From attraction to attachment 

While dopamine plays a major role early on, long-term bonding relies on a more complex chemical network. 

Oxytocin and vasopressin play important roles in bonding and social attraction. Research in the 1990s and early 2000s showed that sexual activity can increase oxytocin levels, and vasopressin is involved in partner selection,” Dr Campbell explains. 

But we know that oxytocin and vasopressin don’t work alone.” 

Instead, attachment develops through the interaction of oxytocin, vasopressin, dopamine and many other brain chemicals working together across interconnected circuits. 

These chemicals, or molecules, work in a broad network to coordinate the development of social relationships and attachment.” 

The strength and balance of the connections in this network change over time, which can have big implications for relationships at different stages. 

For example, early on in what is sometimes colloquially called the ‘honeymoon phase’, our behaviours and brain activity may preference sexual attraction. 

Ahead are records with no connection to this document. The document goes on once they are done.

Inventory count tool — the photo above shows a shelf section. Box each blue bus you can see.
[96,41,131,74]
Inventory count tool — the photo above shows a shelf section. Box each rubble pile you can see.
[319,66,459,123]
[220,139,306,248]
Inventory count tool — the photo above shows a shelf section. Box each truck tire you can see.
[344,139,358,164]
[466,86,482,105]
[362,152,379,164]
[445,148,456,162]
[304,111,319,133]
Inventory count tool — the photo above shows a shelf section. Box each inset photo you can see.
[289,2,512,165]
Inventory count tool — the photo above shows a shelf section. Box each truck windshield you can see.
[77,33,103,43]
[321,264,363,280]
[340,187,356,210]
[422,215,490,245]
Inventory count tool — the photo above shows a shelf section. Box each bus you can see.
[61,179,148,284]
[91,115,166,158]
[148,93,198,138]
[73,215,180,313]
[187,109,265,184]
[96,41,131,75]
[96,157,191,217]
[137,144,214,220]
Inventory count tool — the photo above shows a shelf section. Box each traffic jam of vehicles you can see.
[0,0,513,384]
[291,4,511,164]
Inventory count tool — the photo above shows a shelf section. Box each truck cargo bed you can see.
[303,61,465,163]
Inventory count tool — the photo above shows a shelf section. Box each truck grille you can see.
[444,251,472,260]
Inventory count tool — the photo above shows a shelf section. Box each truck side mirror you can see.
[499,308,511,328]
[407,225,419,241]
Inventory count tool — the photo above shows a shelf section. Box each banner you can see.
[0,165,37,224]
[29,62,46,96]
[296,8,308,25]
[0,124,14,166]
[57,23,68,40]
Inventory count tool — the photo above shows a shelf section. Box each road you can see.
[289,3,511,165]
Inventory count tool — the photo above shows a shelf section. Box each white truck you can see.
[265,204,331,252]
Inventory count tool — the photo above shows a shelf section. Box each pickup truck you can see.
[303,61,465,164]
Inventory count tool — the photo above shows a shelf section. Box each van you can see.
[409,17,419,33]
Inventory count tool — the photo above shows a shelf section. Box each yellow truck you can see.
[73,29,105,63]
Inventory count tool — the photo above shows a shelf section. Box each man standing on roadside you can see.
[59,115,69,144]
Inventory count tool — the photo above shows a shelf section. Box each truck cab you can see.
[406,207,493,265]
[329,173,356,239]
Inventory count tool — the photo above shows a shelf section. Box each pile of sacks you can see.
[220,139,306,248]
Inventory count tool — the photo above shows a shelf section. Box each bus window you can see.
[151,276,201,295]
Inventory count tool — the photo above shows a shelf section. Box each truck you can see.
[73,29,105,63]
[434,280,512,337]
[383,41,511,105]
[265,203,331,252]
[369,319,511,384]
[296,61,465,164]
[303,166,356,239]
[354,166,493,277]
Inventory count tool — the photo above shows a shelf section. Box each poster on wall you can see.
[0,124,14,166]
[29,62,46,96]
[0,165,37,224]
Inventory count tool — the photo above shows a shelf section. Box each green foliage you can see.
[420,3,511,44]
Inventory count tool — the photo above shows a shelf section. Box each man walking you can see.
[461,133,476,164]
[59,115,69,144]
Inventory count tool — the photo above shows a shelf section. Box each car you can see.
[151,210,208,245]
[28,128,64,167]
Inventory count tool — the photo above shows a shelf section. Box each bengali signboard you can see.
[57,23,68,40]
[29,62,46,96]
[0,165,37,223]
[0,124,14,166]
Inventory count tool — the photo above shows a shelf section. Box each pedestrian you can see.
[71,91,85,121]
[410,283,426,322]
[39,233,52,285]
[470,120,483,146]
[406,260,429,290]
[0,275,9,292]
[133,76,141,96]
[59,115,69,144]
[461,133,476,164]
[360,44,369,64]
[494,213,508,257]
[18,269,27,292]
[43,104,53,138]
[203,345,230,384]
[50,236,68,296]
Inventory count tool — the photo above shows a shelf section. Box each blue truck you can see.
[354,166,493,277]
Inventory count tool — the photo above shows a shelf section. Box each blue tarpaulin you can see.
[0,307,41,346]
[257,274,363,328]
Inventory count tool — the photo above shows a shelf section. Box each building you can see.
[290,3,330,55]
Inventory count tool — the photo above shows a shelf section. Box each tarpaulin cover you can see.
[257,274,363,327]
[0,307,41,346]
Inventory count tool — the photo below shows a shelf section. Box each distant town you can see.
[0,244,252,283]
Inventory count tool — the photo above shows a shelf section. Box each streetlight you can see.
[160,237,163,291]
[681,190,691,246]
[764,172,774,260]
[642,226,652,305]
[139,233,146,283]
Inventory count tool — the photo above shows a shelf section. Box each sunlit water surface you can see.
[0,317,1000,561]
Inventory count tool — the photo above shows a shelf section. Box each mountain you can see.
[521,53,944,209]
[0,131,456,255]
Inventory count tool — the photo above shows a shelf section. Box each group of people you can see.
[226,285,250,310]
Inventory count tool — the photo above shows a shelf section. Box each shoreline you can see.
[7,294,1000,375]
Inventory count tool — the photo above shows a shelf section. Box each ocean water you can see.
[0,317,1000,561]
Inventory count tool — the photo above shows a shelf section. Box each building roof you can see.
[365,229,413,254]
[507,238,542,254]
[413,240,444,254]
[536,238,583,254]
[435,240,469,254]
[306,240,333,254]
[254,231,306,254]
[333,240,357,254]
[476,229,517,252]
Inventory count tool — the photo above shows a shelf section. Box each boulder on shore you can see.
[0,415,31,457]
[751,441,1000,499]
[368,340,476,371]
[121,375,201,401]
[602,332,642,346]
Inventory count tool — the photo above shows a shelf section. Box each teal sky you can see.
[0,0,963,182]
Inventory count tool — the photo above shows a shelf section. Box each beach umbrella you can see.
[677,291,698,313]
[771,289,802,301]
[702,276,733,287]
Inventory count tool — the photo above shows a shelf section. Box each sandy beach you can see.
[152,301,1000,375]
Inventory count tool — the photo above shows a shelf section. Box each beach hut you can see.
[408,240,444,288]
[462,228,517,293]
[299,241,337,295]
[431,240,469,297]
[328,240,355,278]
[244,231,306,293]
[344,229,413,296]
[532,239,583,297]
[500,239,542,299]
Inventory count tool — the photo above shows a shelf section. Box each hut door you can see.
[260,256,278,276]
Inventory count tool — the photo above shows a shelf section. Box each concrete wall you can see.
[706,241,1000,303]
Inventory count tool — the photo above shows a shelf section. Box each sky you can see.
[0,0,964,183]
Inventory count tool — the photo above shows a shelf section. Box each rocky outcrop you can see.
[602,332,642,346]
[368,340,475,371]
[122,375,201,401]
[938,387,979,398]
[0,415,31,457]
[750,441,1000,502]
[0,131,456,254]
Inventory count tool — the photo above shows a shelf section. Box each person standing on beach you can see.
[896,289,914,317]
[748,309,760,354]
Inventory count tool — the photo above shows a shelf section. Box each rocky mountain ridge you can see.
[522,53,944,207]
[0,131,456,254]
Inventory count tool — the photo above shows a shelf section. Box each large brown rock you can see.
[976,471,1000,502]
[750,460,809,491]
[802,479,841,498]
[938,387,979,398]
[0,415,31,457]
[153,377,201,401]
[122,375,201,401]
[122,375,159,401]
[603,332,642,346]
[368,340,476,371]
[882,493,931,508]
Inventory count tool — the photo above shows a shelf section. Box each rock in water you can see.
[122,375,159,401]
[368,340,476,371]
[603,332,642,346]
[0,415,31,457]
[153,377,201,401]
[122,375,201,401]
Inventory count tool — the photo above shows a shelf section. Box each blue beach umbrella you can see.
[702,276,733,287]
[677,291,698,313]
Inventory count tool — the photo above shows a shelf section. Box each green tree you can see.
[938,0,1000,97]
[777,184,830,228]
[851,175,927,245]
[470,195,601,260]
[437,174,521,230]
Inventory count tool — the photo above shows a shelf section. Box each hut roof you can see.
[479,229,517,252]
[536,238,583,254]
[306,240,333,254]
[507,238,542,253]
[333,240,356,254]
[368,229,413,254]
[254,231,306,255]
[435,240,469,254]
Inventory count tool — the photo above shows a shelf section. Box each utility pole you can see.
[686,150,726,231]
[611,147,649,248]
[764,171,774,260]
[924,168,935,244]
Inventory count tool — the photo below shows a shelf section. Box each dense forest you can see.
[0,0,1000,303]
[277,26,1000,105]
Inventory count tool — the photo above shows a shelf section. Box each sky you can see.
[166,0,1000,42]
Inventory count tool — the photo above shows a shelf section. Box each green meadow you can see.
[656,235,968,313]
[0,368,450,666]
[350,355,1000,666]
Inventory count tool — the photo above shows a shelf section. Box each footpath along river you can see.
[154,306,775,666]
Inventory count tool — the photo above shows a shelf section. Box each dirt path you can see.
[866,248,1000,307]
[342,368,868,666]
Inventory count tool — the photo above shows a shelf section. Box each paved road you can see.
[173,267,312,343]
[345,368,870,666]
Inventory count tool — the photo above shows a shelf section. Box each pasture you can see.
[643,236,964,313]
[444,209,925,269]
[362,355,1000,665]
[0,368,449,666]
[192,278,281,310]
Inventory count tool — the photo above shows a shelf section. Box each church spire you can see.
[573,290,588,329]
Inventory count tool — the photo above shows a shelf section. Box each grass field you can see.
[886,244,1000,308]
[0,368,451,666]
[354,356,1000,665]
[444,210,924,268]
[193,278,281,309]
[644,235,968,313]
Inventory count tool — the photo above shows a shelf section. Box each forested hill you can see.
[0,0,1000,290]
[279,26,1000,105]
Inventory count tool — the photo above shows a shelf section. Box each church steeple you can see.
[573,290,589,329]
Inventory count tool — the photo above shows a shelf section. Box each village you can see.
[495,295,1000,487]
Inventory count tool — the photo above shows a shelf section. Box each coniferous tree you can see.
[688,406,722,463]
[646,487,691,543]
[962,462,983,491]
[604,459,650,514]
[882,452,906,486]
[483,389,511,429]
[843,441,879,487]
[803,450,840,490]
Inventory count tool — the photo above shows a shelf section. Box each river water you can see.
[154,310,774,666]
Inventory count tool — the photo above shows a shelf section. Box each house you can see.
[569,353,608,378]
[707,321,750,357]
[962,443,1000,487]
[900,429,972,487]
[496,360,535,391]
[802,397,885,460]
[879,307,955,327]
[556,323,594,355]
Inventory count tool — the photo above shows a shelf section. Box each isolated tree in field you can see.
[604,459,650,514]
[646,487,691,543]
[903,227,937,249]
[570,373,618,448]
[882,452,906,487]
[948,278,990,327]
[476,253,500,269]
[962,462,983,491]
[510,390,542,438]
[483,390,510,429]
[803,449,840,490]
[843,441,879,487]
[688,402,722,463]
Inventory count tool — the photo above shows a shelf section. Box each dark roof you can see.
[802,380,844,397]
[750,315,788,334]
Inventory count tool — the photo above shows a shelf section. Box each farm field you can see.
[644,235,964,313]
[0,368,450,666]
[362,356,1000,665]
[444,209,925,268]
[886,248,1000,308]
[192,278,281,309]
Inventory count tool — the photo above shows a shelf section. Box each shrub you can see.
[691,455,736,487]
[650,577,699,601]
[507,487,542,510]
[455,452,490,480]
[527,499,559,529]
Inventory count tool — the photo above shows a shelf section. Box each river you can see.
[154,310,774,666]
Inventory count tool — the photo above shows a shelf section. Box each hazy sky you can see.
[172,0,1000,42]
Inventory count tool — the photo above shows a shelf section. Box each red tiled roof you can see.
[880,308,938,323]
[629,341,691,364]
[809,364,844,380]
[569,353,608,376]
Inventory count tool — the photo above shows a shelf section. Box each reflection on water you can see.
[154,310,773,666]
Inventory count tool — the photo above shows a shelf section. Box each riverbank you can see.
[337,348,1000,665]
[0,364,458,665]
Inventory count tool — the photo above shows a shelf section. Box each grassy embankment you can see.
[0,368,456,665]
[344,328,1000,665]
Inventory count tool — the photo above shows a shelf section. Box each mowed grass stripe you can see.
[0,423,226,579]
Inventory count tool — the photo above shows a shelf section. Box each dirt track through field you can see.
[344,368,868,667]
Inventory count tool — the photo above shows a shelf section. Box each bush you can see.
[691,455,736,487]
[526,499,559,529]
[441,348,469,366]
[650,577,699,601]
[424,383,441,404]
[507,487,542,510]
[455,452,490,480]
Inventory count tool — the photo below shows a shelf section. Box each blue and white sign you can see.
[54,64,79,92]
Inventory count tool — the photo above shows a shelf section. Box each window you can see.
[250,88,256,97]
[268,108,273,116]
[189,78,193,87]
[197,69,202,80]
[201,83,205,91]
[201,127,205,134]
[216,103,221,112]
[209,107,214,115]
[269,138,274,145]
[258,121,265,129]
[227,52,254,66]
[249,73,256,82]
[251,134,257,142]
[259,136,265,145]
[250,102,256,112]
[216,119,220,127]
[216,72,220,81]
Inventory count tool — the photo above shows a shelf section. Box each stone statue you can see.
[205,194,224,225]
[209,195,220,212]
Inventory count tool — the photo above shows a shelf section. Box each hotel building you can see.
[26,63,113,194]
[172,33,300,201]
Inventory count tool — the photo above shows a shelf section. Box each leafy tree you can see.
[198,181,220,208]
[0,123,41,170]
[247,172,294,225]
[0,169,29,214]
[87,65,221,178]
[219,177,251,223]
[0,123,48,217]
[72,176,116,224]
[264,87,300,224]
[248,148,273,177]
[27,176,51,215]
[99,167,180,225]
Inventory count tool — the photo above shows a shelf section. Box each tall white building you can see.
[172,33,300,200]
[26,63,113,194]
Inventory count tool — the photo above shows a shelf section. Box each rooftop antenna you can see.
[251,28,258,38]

Dr Campbell points out this contrasts with long-term relationships, where behaviours and brain activity preferences may shift toward safety and security.

When love hurts 

The end of a relationship can sometimes feel physically painful. This is because the behaviours that often follow heartbreak activate the brain regions involved in pain processing. 

Social isolation and loneliness, which can occur after a breakup, have been linked with changes in the periaqueductal grey area of the brain which is part of the pain neurocircuitry,” Dr Campbell says.  

Beyond pain, isolation can also contribute to the development of anxiety and depressive symptoms. Additionally, loneliness impacts sleep and ageing. 

All of these things combined can play a major role in health and wellbeing,” she says. “That is why good coping strategies following a breakup are important.” 

Dr Campbell recommends engaging in self-care activities and strengthening connections, such as maintaining good exercise routines, healthy eating habits and leaning on a social support network, like friends or family members. 

Love really is all around us, and it begins in the brain.